The correct radius is the radius of the invariant, not the symptom. "Datetime columns are Time" is an all-targets fact, so all-targets is the minimal scope. Scoping it to CRuby wouldn't have shrunk the risk — it would have installed the first of twelve divergent copies. This is the part my first framing got backwards: a wide change isn't tolerable when the fact is wide, it's mandatory, and the narrow change is the bug. Under-scoping — encoding an all-targets fact in one target — is precisely what manufactures the divergent copies. So the real test of a diff isn't how many files it touches; it's whether the change lives at the same altitude as the fact it encodes.

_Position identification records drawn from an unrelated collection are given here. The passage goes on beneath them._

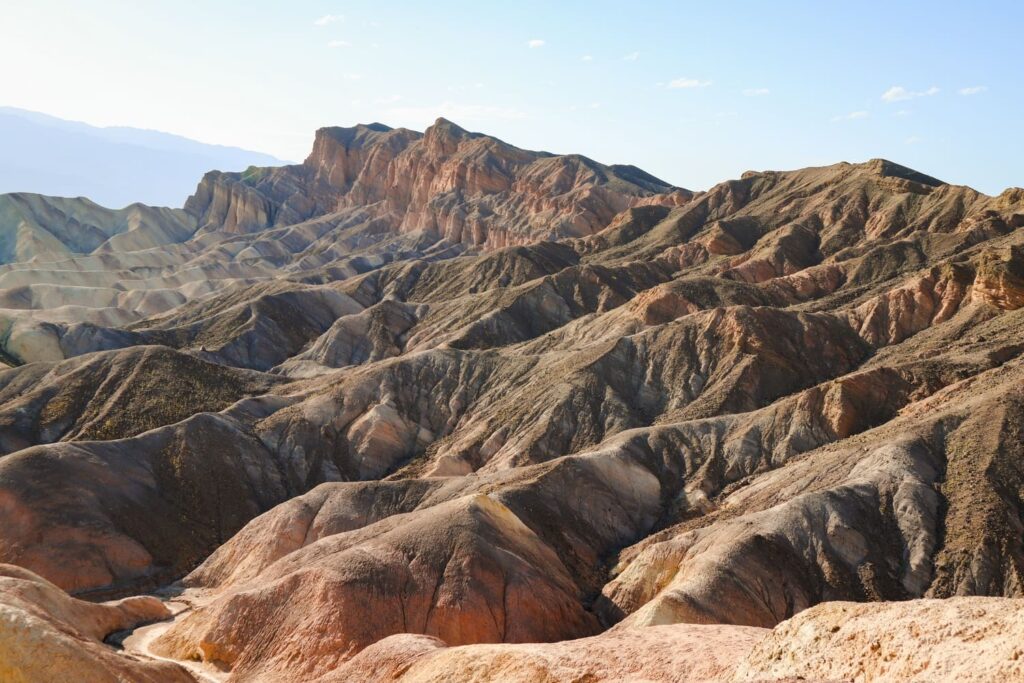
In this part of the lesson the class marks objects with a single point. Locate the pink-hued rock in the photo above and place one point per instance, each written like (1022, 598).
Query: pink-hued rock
(668, 653)
(46, 636)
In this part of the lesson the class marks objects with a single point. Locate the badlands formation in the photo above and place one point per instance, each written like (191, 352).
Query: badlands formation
(433, 408)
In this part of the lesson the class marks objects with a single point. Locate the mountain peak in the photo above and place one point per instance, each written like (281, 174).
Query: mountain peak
(889, 169)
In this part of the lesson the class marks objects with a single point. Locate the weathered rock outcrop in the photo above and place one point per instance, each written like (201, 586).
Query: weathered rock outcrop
(463, 186)
(47, 636)
(437, 385)
(956, 639)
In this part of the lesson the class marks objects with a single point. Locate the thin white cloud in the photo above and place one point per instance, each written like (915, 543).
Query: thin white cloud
(688, 83)
(973, 90)
(852, 116)
(453, 111)
(329, 18)
(898, 93)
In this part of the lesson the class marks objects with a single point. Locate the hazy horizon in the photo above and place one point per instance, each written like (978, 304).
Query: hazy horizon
(681, 90)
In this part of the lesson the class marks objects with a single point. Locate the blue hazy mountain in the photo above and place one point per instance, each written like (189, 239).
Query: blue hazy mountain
(112, 166)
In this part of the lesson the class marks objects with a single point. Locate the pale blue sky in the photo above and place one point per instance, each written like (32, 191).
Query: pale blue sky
(692, 92)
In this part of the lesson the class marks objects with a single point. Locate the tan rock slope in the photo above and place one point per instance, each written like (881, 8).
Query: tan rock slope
(46, 636)
(437, 385)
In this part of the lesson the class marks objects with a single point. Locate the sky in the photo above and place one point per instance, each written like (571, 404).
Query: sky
(692, 92)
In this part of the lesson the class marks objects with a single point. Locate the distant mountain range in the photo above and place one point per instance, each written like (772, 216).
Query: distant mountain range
(113, 166)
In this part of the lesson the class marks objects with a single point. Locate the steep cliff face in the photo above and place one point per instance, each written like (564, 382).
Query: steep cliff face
(343, 414)
(462, 186)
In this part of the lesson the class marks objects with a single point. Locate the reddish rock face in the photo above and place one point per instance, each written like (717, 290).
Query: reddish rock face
(431, 404)
(47, 636)
(465, 187)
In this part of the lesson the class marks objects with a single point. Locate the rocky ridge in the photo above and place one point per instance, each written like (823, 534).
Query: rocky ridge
(467, 376)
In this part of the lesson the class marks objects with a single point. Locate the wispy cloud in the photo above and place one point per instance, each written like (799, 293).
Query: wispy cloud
(973, 90)
(898, 93)
(688, 83)
(852, 116)
(454, 111)
(329, 18)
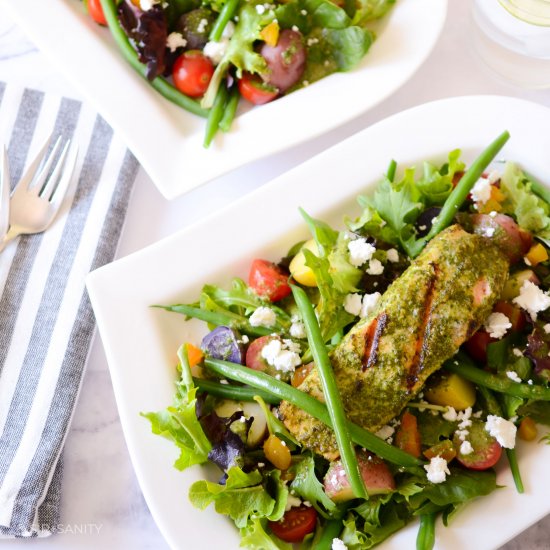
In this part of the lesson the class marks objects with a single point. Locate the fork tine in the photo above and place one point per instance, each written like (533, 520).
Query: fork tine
(28, 176)
(45, 172)
(53, 178)
(66, 178)
(4, 194)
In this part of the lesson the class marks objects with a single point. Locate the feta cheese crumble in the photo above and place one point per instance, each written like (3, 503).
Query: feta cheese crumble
(360, 251)
(437, 470)
(175, 40)
(263, 317)
(375, 267)
(497, 325)
(532, 299)
(392, 255)
(513, 375)
(502, 430)
(481, 191)
(284, 355)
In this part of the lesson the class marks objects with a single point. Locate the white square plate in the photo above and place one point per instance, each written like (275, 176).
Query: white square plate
(168, 141)
(141, 342)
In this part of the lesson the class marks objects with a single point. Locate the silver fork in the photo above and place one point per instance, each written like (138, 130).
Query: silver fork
(38, 196)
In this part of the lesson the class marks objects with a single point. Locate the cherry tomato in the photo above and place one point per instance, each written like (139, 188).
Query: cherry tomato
(192, 73)
(268, 280)
(96, 12)
(407, 437)
(486, 449)
(476, 346)
(253, 89)
(295, 524)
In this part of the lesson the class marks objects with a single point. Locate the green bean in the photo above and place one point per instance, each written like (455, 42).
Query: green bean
(218, 318)
(460, 192)
(330, 390)
(425, 539)
(390, 174)
(225, 15)
(514, 468)
(230, 109)
(237, 393)
(310, 405)
(330, 531)
(216, 114)
(162, 86)
(496, 382)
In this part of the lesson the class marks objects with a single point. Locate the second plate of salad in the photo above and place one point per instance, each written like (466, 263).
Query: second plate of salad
(367, 244)
(168, 141)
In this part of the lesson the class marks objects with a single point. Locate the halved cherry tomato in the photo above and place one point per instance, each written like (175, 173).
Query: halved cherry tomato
(516, 315)
(476, 346)
(407, 437)
(486, 449)
(253, 89)
(295, 524)
(96, 12)
(268, 280)
(192, 73)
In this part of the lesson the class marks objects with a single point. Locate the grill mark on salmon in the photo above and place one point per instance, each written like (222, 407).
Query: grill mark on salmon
(372, 339)
(425, 316)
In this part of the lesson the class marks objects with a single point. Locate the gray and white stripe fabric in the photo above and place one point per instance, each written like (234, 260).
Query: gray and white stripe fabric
(46, 320)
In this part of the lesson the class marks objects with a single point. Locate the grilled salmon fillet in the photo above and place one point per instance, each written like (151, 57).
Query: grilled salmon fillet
(421, 320)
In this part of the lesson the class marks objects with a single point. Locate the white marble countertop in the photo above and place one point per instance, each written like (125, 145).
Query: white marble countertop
(102, 505)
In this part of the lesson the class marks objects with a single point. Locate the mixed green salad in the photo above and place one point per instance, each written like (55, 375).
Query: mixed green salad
(205, 55)
(276, 343)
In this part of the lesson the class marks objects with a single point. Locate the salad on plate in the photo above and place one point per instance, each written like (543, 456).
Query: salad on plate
(377, 374)
(207, 55)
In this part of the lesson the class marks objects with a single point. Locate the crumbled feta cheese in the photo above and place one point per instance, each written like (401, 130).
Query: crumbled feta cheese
(175, 40)
(201, 27)
(450, 415)
(513, 375)
(392, 255)
(352, 303)
(386, 432)
(369, 303)
(532, 299)
(375, 267)
(297, 329)
(263, 317)
(215, 50)
(497, 325)
(292, 502)
(282, 354)
(481, 191)
(502, 430)
(146, 5)
(338, 544)
(437, 470)
(466, 448)
(360, 251)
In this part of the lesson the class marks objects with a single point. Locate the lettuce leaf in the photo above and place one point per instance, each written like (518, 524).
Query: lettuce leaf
(531, 212)
(243, 497)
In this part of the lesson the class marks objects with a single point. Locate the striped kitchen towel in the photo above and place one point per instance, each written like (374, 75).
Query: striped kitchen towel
(46, 320)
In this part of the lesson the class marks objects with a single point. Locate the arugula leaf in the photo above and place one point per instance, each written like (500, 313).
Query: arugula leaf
(242, 496)
(180, 423)
(255, 537)
(531, 212)
(306, 484)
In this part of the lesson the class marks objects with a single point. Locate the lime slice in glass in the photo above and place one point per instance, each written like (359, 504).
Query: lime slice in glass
(536, 12)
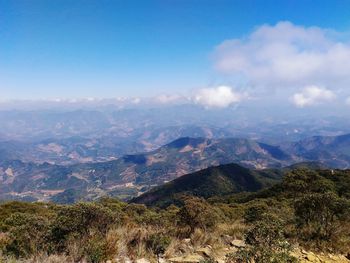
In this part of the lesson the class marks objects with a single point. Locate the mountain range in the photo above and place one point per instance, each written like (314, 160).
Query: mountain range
(134, 174)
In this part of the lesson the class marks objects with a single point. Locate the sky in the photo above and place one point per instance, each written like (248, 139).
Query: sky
(214, 53)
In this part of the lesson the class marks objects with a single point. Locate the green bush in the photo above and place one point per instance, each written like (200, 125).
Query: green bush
(197, 213)
(266, 243)
(158, 243)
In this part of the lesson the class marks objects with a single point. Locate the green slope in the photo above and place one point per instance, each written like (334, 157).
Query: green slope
(214, 181)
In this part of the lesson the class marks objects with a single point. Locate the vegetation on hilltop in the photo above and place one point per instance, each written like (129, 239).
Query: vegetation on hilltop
(309, 208)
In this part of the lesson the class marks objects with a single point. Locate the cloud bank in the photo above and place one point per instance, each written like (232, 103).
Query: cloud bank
(286, 55)
(312, 95)
(217, 97)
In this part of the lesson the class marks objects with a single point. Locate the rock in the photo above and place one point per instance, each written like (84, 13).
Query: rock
(237, 243)
(204, 251)
(186, 240)
(193, 258)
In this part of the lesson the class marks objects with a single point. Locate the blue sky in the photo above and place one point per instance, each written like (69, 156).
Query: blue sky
(72, 49)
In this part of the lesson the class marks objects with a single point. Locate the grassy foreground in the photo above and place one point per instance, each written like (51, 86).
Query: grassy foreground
(308, 210)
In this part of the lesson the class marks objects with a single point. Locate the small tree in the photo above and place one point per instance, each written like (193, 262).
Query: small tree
(265, 243)
(317, 213)
(158, 243)
(197, 213)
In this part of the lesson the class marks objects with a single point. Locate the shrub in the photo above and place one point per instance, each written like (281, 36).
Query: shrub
(158, 243)
(197, 213)
(317, 214)
(265, 243)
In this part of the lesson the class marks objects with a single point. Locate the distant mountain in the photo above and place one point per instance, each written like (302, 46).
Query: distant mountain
(101, 147)
(332, 151)
(214, 181)
(131, 175)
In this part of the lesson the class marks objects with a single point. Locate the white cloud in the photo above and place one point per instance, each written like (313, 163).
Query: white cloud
(218, 97)
(347, 101)
(166, 99)
(286, 55)
(312, 95)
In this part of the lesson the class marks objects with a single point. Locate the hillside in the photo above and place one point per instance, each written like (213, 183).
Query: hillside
(214, 181)
(333, 151)
(302, 218)
(131, 175)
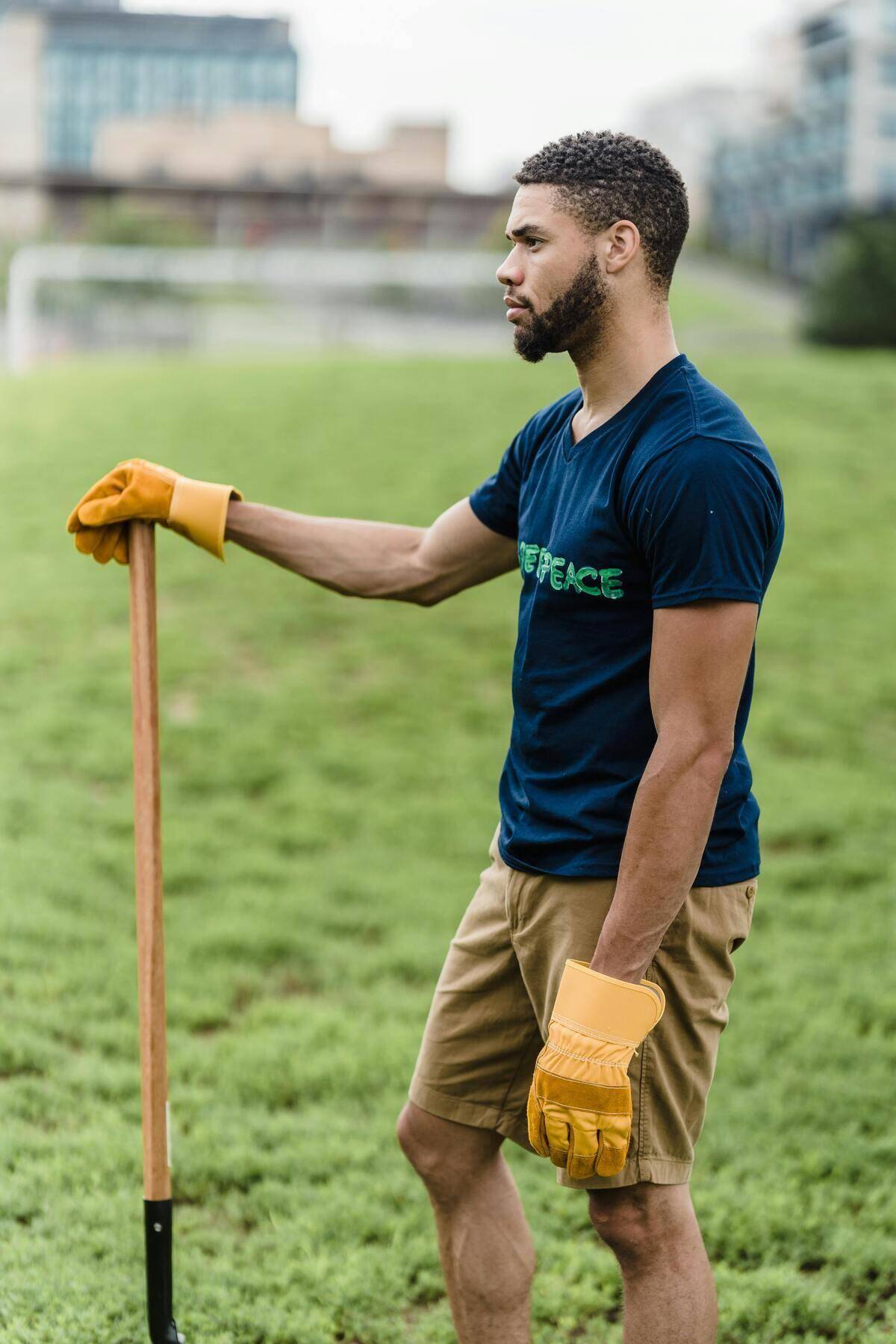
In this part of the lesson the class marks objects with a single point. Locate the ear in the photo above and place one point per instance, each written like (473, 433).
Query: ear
(622, 242)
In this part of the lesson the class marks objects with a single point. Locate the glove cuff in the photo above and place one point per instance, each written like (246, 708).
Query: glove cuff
(199, 512)
(612, 1008)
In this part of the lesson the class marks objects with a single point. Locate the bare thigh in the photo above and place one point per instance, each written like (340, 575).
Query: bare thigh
(445, 1147)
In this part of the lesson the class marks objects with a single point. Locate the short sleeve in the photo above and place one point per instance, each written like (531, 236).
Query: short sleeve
(496, 502)
(706, 515)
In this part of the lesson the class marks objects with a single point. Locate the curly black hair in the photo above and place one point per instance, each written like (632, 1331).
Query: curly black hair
(602, 176)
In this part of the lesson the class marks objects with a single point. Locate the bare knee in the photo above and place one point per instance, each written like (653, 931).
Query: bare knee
(638, 1221)
(442, 1152)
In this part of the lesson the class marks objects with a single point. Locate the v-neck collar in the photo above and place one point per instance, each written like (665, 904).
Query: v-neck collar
(570, 449)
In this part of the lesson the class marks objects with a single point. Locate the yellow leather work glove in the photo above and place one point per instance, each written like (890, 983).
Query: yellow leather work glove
(136, 488)
(579, 1108)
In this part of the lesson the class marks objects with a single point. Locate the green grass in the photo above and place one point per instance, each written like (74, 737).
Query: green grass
(329, 777)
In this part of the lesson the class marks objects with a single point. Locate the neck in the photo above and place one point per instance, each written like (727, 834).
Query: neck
(629, 354)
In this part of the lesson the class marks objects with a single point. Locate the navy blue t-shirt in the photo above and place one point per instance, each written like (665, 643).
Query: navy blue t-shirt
(673, 499)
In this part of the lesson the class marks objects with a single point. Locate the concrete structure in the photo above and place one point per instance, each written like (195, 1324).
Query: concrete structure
(193, 117)
(260, 146)
(825, 146)
(65, 70)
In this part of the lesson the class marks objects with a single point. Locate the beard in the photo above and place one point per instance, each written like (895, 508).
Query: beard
(575, 320)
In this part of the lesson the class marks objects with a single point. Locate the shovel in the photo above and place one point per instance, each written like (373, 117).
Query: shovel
(151, 940)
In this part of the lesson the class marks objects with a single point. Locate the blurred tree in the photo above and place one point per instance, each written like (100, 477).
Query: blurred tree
(119, 223)
(852, 299)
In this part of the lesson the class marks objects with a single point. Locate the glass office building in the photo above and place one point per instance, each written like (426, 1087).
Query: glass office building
(99, 63)
(778, 191)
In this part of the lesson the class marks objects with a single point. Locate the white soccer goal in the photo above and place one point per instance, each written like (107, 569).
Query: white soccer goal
(393, 300)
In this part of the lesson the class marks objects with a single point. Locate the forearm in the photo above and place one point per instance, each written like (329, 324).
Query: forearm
(348, 556)
(667, 835)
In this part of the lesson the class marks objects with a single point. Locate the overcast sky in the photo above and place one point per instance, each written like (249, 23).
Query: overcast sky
(507, 74)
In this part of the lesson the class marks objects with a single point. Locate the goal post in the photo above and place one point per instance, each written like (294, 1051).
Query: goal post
(272, 270)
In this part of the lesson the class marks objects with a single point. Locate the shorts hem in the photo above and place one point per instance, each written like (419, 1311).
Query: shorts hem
(470, 1113)
(656, 1171)
(610, 870)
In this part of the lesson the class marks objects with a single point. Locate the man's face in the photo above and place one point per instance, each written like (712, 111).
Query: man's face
(556, 290)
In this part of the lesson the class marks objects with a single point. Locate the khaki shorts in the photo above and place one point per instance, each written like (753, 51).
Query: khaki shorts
(494, 995)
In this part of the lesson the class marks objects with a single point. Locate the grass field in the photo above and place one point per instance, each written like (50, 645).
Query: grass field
(329, 788)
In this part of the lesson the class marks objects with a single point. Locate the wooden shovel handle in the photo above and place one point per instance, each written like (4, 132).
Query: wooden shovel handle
(151, 940)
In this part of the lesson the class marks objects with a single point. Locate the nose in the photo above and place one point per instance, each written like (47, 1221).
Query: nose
(508, 275)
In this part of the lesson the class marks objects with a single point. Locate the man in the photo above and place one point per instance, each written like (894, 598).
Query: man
(581, 1004)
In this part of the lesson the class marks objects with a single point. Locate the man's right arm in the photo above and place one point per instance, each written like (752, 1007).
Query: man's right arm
(376, 559)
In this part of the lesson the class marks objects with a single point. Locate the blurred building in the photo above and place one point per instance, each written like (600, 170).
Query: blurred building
(825, 143)
(242, 146)
(193, 117)
(687, 127)
(65, 70)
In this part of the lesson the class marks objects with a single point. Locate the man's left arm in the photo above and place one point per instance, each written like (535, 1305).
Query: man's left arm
(699, 663)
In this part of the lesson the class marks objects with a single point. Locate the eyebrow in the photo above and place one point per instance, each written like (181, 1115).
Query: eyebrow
(526, 228)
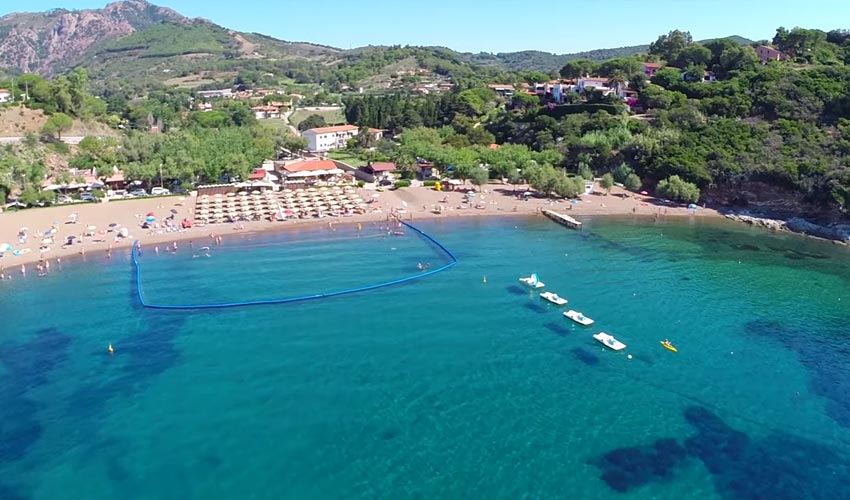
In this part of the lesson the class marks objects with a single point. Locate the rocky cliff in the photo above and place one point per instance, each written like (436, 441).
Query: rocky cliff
(54, 41)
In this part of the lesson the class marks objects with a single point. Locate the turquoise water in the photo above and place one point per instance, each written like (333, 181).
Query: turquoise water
(446, 387)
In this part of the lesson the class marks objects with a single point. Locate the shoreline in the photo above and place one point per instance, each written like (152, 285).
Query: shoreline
(411, 204)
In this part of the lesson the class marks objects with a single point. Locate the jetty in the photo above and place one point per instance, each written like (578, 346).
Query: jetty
(564, 220)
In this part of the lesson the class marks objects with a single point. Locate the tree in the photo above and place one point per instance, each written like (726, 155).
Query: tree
(312, 121)
(692, 54)
(56, 124)
(584, 171)
(675, 188)
(668, 46)
(479, 176)
(294, 143)
(632, 182)
(607, 182)
(621, 172)
(579, 68)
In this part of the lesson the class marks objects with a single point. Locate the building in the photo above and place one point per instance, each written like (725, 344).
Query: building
(502, 90)
(604, 85)
(308, 170)
(328, 138)
(766, 54)
(380, 171)
(266, 112)
(211, 94)
(649, 69)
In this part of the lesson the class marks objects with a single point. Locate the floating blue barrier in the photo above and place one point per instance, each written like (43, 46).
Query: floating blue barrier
(453, 262)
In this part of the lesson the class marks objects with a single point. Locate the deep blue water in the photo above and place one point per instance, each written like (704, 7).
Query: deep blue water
(446, 387)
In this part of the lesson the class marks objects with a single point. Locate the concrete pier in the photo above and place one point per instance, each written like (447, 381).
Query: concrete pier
(564, 220)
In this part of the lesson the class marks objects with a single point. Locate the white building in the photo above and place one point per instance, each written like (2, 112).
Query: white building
(327, 138)
(211, 94)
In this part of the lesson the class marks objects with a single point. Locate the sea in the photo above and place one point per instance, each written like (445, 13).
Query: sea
(461, 384)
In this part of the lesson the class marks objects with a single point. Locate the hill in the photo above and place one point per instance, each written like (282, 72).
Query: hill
(535, 60)
(144, 43)
(52, 42)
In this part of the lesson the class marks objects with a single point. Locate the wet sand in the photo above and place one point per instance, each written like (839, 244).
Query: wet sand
(412, 203)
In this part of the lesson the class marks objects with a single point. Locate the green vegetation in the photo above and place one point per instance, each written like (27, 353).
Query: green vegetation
(328, 117)
(675, 188)
(172, 39)
(785, 125)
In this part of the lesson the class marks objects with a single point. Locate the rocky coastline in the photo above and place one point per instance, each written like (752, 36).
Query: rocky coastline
(838, 233)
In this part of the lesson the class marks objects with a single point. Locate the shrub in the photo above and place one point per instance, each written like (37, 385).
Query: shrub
(572, 109)
(59, 148)
(632, 182)
(675, 188)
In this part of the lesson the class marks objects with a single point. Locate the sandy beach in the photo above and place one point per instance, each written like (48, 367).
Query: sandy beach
(412, 203)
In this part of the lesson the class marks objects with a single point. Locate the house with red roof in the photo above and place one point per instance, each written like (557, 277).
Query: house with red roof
(266, 112)
(327, 138)
(380, 171)
(649, 69)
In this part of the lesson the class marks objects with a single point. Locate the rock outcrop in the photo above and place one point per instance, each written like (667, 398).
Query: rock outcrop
(51, 42)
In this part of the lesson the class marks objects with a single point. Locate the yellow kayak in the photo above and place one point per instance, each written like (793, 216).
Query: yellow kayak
(669, 346)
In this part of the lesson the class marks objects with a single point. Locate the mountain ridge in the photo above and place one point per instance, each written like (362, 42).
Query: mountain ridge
(135, 38)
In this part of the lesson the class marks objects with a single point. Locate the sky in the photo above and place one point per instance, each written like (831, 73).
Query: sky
(494, 25)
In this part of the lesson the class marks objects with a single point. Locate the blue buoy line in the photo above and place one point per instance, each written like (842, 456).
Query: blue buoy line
(452, 263)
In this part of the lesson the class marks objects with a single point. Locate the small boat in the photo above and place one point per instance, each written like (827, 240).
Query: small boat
(609, 341)
(533, 281)
(578, 318)
(553, 298)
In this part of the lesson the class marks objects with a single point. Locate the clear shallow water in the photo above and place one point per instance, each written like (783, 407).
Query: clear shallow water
(443, 388)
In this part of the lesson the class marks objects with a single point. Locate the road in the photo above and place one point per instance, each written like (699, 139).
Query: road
(15, 140)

A per-target diff should contain rendering only. A per-target diff that contains a decision is the smell. That's the working review test, and it's checkable in a way "count the homes" isn't: look at the target diff and ask whether it decides anything or merely spells something the IR already decided. Before the storage/accessor split, wiring a target meant re-deriving the redirect — five targets, three different mechanisms, each a decision re-made locally. After it, Go was about 130 lines and Elixir about 150, each purely "how does my language spell what the IR already states." Rendering is clean at any width. A decision in a per-target diff is a second home no matter how few lines it is.

The honest-failure ledger is what makes the wide radius affordable. This is the enabler I buried the first time, and without it "prefer the wide change" is just an assertion. A wide change doesn't have to land everywhere atomically, because an unwired target fails loudly, with a diagnostic, instead of silently degrading. Red CI is the work queue, not the emergency. You can advocate radius-of-the-invariant only because the ledger turns "This change touched twelve targets and two aren't wired yet" into a list of remaining rendering, not a breakage to panic over. And note what that failure is, in the frame of this whole post: the loud diagnostic is the oracle reporting its own coverage frontier — naming exactly which targets it isn't satisfied on yet. The ledger is the oracle announcing where it's blind.

Prefer the change that makes the N+1th case cheaper over the one that makes today's diff smallest — and I can now point at receipts rather than argue. The "small" per-target approach produced five redirect mechanisms in a single day. The "large" IR change deleted all five at −585/+423, and the two hardest targets then landed same-day, as rendering. That's the thesis with a number on it: the change that looked enormous by the file-count metric was the one that made every subsequent target cheap, and the changes that looked small were the ones quietly installing five things to maintain. The work of proving this out across the harder applications isn't finished — I have one clean set of receipts, not a law — but the direction of the evidence has been consistent enough to steer by.

Notice what this is. It's the same maintenance-topology judgment that killed the nine-language demo — "nine implementations with nothing in common means implementing everything nine times" — but promoted from a retrospective post-mortem to a prospective control input. At the demo I could only see the defect after building the whole thing and looking at it. Scoping each change to the radius of its invariant lets me catch the same defect at the moment of the change, before it accretes — an under-scoped diff is a divergent copy caught the instant it's proposed, not a year later in the aggregate. The judgment that once required throwing away an entire architecture is now compiled into a rule the agent can apply per diff.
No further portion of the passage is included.